Похоже было, что, как только он произнес это, он почувствовал, что вроде бы совершил ошибку, и Милли сама не смогла бы сказать, насколько брошенный на него сердитый взгляд дал ему это понять. Тем не менее он не позволил этому взгляду активно действовать дальше, сказав:
– Все это прекрасно, но с чего бы вдруг, милая леди, надо было ей клясться вам в этом?
Милли пришлось принять это «милая леди» как обращение к ней самой, хотя он должен был бы с изяществом отнести эти слова к опороченной им Кейт. И снова ей пришло в голову, что она вынуждена взять на себя часть этого позора.
– Потому что, как я уже сказала, мы с нею такие большие друзья.
– О! – произнес лорд Марк, и вид у него в этот миг был такой, будто это объяснение могло свидетельствовать как раз об отсутствии такой близости.
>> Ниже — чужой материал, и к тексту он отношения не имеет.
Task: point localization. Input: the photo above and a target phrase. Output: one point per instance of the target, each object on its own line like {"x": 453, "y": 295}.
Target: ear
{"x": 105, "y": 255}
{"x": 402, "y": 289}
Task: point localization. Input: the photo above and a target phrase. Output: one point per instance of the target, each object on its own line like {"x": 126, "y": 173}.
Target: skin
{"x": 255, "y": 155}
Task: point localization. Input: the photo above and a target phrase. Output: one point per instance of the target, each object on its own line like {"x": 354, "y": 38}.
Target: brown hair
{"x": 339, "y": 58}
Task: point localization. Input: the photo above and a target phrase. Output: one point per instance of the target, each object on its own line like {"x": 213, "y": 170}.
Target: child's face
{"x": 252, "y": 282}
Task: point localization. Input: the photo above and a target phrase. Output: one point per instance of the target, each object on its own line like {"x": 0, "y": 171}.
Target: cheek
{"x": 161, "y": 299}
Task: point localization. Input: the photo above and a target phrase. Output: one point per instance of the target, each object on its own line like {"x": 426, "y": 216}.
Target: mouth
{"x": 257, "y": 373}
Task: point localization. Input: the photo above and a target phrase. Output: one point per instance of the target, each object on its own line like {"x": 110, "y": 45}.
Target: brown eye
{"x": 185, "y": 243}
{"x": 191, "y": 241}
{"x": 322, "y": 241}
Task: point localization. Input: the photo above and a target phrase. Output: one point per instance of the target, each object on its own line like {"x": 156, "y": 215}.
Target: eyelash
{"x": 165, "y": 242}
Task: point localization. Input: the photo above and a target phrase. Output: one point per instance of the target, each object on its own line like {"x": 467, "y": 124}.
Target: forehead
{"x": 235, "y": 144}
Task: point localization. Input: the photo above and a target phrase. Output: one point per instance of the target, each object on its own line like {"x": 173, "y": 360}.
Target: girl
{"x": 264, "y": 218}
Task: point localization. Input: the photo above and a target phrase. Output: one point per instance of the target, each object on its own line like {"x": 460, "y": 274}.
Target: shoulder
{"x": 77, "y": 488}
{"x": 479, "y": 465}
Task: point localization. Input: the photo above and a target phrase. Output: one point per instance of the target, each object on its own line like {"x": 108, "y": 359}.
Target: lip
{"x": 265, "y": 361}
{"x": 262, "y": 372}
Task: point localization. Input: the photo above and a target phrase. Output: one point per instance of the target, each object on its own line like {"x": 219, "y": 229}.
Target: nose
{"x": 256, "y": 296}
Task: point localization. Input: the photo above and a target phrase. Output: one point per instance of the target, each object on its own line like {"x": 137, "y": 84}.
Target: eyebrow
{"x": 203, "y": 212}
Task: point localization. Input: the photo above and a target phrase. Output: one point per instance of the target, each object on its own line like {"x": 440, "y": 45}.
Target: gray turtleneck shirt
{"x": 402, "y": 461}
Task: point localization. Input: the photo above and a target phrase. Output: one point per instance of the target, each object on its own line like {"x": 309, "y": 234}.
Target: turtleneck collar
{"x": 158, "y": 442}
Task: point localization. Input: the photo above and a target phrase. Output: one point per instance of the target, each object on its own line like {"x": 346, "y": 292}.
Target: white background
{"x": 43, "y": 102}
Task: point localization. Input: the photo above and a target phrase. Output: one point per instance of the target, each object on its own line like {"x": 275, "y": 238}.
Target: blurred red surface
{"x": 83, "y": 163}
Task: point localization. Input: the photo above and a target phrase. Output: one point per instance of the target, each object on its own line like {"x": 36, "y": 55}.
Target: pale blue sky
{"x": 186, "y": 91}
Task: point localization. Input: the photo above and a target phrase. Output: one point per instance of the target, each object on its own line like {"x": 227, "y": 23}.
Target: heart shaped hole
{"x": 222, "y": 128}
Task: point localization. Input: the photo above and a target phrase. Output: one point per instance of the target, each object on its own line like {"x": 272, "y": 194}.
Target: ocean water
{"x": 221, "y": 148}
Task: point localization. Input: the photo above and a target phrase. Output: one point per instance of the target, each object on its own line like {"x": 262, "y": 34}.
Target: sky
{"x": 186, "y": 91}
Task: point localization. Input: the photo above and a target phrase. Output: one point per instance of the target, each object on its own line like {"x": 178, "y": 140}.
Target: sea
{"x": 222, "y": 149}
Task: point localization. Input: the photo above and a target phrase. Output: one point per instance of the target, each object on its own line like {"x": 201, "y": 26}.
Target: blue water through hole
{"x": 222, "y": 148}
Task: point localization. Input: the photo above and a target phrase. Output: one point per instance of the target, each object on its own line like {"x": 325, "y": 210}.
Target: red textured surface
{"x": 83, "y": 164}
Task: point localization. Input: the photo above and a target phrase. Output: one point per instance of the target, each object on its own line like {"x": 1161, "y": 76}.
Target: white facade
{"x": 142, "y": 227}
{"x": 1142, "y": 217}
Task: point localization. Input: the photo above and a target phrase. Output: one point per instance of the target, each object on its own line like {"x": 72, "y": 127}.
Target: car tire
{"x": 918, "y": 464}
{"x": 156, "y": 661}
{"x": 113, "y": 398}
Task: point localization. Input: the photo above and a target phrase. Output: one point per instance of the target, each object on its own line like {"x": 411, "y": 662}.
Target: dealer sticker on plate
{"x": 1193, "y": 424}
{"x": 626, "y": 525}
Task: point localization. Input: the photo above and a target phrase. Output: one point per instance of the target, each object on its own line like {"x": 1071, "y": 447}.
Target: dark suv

Однако уходил он так, словно в конце концов получил – более или менее – то, чего хотел. Милли же почувствовала, когда он обратился к ней с несколькими прощальными словами, что она дала ему несколько больше, чем намеревалась, или больше, чем, по идее, требовалось, – когда она уже взяла себя в руки – для защиты подруги. Достаточно странным фактически оказалось и то, что лорд Марк получил от нее о ней самой, и, под глубоким очарованием этого дома, безоговорочно прямо – так, как никто еще не получал: ни миссис Лоудер, ни Кейт, ни Мертон Деншер, ни Сюзан Шеперд. Ему хватило одной минуты, чтобы заставить ее потерять самообладание, и теперь ей очень хотелось, чтобы он поскорее удалился, чтобы она снова обрела самообладание или смогла в одиночестве легче справиться с его утратой. Но если он и задержался, это произошло из-за того, что он внимательно следил за приближением, от противоположного конца sala, одного из гондольеров, который, какие бы поездки ни назначались для ее компании с обслуживанием других, всегда, как самый декоративный, самый из них нарядный, самый накрахмаленный, должен был находиться во дворце – теоретически потому, что он может ей в любую минуту, из каприза, понадобиться, – чего она еще никогда, пользуясь неограниченной свободой в своей клетке, не делала. Загорелый Паскуале, оскальзываясь в своих белых туфлях на мраморном полу и постоянно вызывая у нее в памяти волшебное видение, ей самой не совсем понятно чего – то ли застенчивого индуса, чуть слишком бесшумного для ее нервов, то ли босоногого матроса на колеблющейся палубе корабля, – Паскуале предложил на их обозрение небольшой серебряный поднос, обремененный визитной карточкой, который он подобострастно протянул Милли. Лорд Марк, словно для того, чтобы им снова восхищались, задержался с уходом, давая ей возможность принять карточку; Милли прочла ее, ощущая, что ее самообладанию нанесен новый удар. Сия ненадежная величина сейчас настолько покинула ее, что даже, чтобы справиться с Паскуале, Милли пришлось изо всех сил скрывать ее исчезновение. Тем не менее усилие над собой было совершено уже к тому времени, как она спросила, внизу ли пришедший джентльмен, и даже спокойно приняла ответ, что он поднялся вслед за гондольером и ждет на площадке.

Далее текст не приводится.